Aside from looking prettier, there's usually no reason to use smoothed lines. Not if you're plotting real data. The smoothing hides the fact that you only have a handful of data points. I'm always a little suspicious (no offense) when I see a chart with smoothed lines, and I always recommend that people not use them.

The most honest way to plot the points is with markers connected with straight line segments.

If you omit the markers but just show the straight lines, you get the following, which still has a slight indication of the scarcity of data.

If you absolutely *must* use smoothed lines, you can eliminate the dip without actually fudging your data (as suggested by @scott), by merely duplicating the second data pair.
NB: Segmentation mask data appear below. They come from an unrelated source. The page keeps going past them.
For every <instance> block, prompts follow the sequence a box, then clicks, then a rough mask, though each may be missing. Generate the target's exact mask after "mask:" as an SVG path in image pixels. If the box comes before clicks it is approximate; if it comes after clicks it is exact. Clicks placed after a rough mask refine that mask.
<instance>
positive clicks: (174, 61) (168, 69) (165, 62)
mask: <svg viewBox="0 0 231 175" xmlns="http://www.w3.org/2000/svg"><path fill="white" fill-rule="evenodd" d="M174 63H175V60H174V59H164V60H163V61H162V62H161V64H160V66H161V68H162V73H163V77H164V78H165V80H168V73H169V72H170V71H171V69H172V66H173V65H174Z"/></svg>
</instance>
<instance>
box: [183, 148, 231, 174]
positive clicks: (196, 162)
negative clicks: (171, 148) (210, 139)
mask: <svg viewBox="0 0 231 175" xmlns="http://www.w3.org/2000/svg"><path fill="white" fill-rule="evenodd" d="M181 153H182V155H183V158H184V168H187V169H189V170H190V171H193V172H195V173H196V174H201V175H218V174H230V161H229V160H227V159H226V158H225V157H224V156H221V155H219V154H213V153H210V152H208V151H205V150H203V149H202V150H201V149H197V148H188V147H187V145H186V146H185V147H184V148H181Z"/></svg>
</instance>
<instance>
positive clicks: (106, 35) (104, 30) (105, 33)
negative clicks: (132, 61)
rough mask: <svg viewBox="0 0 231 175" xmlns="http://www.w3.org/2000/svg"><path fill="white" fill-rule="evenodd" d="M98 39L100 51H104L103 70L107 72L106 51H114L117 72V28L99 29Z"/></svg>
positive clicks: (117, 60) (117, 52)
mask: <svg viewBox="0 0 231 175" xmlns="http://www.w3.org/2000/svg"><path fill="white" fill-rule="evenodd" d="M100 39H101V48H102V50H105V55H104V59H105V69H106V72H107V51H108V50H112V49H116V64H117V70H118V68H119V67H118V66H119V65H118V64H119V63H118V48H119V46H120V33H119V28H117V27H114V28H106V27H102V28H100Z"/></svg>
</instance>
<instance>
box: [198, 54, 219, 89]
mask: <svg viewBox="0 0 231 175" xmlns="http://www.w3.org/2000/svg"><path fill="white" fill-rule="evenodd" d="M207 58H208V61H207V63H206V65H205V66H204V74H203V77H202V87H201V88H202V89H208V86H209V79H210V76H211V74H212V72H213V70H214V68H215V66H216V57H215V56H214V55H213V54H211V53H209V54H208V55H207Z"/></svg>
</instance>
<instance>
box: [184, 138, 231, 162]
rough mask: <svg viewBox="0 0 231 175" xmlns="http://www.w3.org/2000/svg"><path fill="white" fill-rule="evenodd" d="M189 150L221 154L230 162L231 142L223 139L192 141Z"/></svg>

Not really different from the previous graph, with straight segments.

Edit by fixer1234: Understanding why this works is as useful as knowing that it works, and the reason isn't necessarily intuitive. **Quick, simplified explanation:**

I'll refer to the five XY data points as the letters A through E. Excel creates the smoothed line by fitting a curve to (a rolling), three points at a time: ABC, BCD, CDE. When points A, B, and C are in a pattern like this example, forcing the curve through those points can produce an unexpected shape, like the dip.

Adding a duplicate second point means that Excel is fitting ABB, BBC, BCD, CDE. The three points ABB have the same effect as fitting a line between two points, A and B, because the two Bs are essentially the same point for curve-fitting purposes. Similarly, BBC is equivalent to fitting a line between B and C. Fitting a line between two points gives you a straight line with those endpoints.

Note that while this solves the problem of graphing the data, it still introduces fake data. The value is identical to the real data, so it doesn't involve estimating intermediate points, but be aware that the added point can still throw off calculations that use the data for a purpose other than graphing.